Repricing Risk in an AI-Driven, Collateral-Rich World
If AI equities represent a crowded, overfunded trade while short-term bills and stablecoins expand collateral capacity, risk may be mispriced across multiple asset classes at once. Bitcoin’s role as a fast-moving liquidity barometer could make it an early casualty when funding tightens, but also a prime beneficiary when central banks and treasuries reflate. Over a 3–5 year horizon, using Bitcoin alongside bond spreads, volatility indices, and credit markets as a composite stress gauge could become standard practice in institutional risk frameworks.

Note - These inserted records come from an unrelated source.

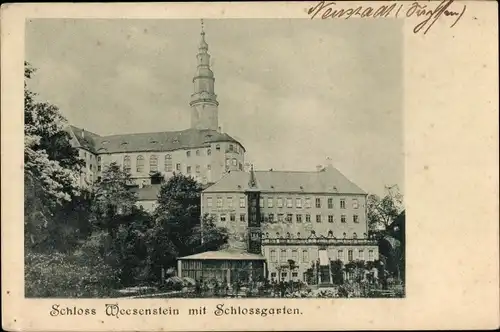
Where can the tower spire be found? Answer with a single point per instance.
(204, 104)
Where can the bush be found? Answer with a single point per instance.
(174, 283)
(62, 275)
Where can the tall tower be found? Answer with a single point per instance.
(204, 105)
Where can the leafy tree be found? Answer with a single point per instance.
(51, 169)
(381, 212)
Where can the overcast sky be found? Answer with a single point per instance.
(292, 91)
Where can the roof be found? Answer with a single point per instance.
(147, 193)
(328, 180)
(225, 255)
(82, 138)
(158, 141)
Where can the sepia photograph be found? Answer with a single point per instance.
(213, 159)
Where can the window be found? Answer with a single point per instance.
(342, 203)
(298, 203)
(318, 202)
(269, 202)
(295, 255)
(140, 164)
(168, 163)
(280, 202)
(305, 256)
(283, 255)
(127, 164)
(273, 258)
(153, 163)
(355, 203)
(308, 202)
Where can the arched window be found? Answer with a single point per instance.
(140, 164)
(153, 163)
(127, 164)
(168, 163)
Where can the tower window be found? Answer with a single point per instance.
(127, 164)
(140, 164)
(168, 163)
(153, 163)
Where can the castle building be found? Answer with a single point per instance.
(311, 218)
(201, 151)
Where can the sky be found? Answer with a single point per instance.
(293, 91)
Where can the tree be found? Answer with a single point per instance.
(381, 212)
(51, 169)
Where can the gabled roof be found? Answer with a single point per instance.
(81, 138)
(328, 180)
(147, 193)
(225, 255)
(159, 141)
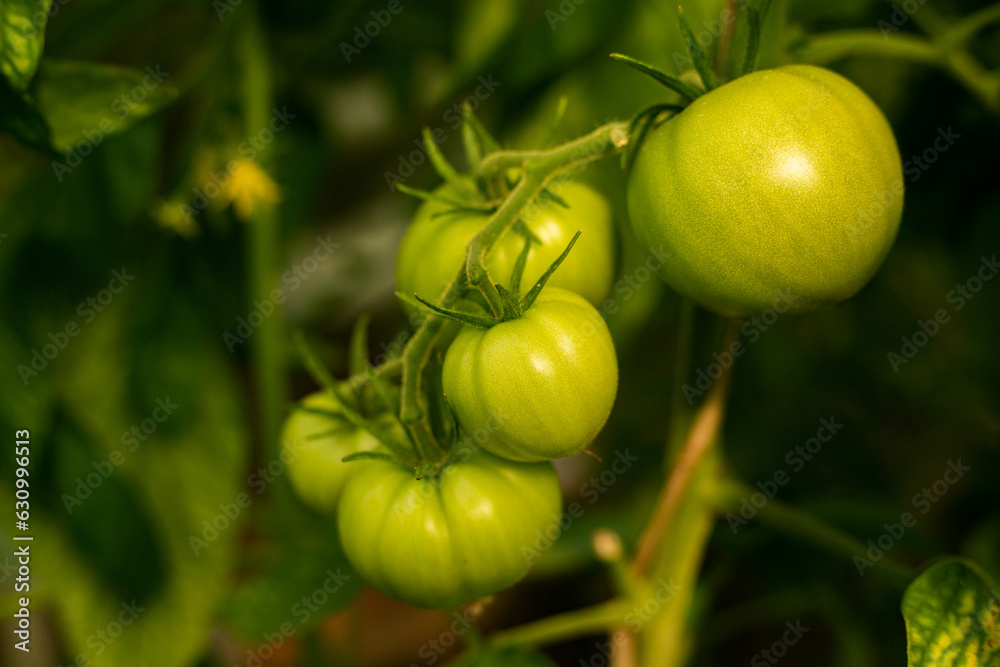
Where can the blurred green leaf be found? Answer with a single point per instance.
(518, 657)
(84, 103)
(22, 37)
(952, 614)
(306, 579)
(96, 508)
(21, 119)
(184, 472)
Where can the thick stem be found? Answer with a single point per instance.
(592, 620)
(266, 350)
(704, 431)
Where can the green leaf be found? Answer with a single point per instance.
(22, 36)
(84, 103)
(188, 472)
(305, 578)
(21, 119)
(952, 614)
(516, 657)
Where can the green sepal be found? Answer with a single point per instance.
(358, 355)
(325, 379)
(434, 196)
(556, 121)
(511, 305)
(472, 147)
(372, 456)
(755, 18)
(439, 162)
(701, 62)
(519, 264)
(530, 297)
(672, 82)
(477, 321)
(640, 125)
(486, 140)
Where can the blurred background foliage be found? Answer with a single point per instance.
(94, 179)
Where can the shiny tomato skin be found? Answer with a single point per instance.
(783, 187)
(538, 387)
(441, 541)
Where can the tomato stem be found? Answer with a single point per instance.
(577, 623)
(266, 347)
(704, 432)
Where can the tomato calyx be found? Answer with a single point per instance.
(656, 114)
(510, 307)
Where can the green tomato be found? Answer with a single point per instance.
(782, 188)
(314, 446)
(438, 542)
(435, 247)
(538, 387)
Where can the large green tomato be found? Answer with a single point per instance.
(440, 541)
(537, 387)
(435, 247)
(313, 446)
(782, 188)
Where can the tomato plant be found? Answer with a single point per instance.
(436, 241)
(519, 380)
(624, 340)
(451, 537)
(784, 182)
(314, 441)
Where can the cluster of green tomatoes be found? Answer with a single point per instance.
(752, 188)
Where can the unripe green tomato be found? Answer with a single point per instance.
(314, 446)
(435, 247)
(438, 542)
(783, 186)
(538, 387)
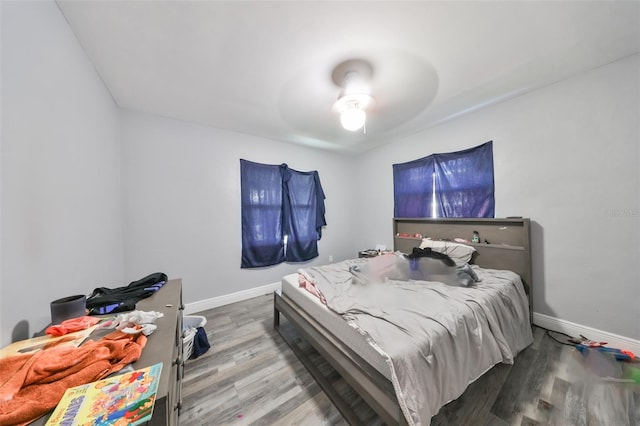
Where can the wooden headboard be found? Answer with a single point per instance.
(504, 243)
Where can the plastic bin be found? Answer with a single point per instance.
(190, 323)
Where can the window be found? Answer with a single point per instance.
(455, 184)
(282, 214)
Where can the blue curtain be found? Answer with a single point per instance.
(276, 202)
(303, 213)
(455, 184)
(261, 195)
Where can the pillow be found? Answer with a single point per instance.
(460, 253)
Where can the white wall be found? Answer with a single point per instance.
(61, 187)
(183, 203)
(567, 157)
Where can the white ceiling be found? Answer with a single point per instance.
(264, 68)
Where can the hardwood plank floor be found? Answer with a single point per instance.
(250, 376)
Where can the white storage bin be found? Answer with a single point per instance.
(189, 325)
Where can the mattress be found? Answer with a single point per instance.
(335, 324)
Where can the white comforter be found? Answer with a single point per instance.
(436, 338)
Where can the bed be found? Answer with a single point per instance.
(382, 370)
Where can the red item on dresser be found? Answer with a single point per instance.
(32, 385)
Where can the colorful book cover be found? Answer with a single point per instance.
(126, 399)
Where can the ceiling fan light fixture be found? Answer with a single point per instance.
(353, 118)
(352, 110)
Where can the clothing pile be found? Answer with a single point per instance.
(32, 384)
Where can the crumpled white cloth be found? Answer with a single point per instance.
(135, 322)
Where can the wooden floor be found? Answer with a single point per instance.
(251, 376)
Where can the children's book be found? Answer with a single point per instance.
(126, 399)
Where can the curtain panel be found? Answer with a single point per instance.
(455, 184)
(283, 214)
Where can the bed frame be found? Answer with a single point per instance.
(507, 247)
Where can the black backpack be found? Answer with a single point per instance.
(105, 300)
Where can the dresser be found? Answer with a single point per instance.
(165, 346)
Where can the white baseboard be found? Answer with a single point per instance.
(575, 330)
(203, 305)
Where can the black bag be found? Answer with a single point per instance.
(200, 343)
(105, 300)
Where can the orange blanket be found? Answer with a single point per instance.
(33, 384)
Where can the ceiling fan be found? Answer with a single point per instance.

Redefining Corporate Bitcoin Exposure
The divergence between robust and fragile treasury vehicles implies that corporate Bitcoin strategies will increasingly be judged on balance sheet discipline rather than marketing narratives. Firms that treat Bitcoin as a core reserve asset with transparent leverage and funding structures may gain cheaper access to capital and more durable investor bases. As this differentiation plays out, regulators and exchanges may move toward clearer categories and listing standards for Bitcoin-exposed companies, with spillover effects on accounting norms and disclosure practices across sectors.
Toward a Multi-Asset Reserve and Settlement Regime
The envisioned Bitcoin–gold–dollar trifecta anticipates a monetary landscape where different assets specialize in liquidity, savings, and settlement functions. Bitcoin’s potential role as a high-grade settlement rail for large-value transfers could influence how regional blocs, commodity exporters, and multinational firms design payment networks and resolve disputes. Over time, the interplay between these roles may pressure existing institutions—from SWIFT to multilateral lenders—to adapt their infrastructure and governance to accommodate Bitcoin-linked reserves and transactions.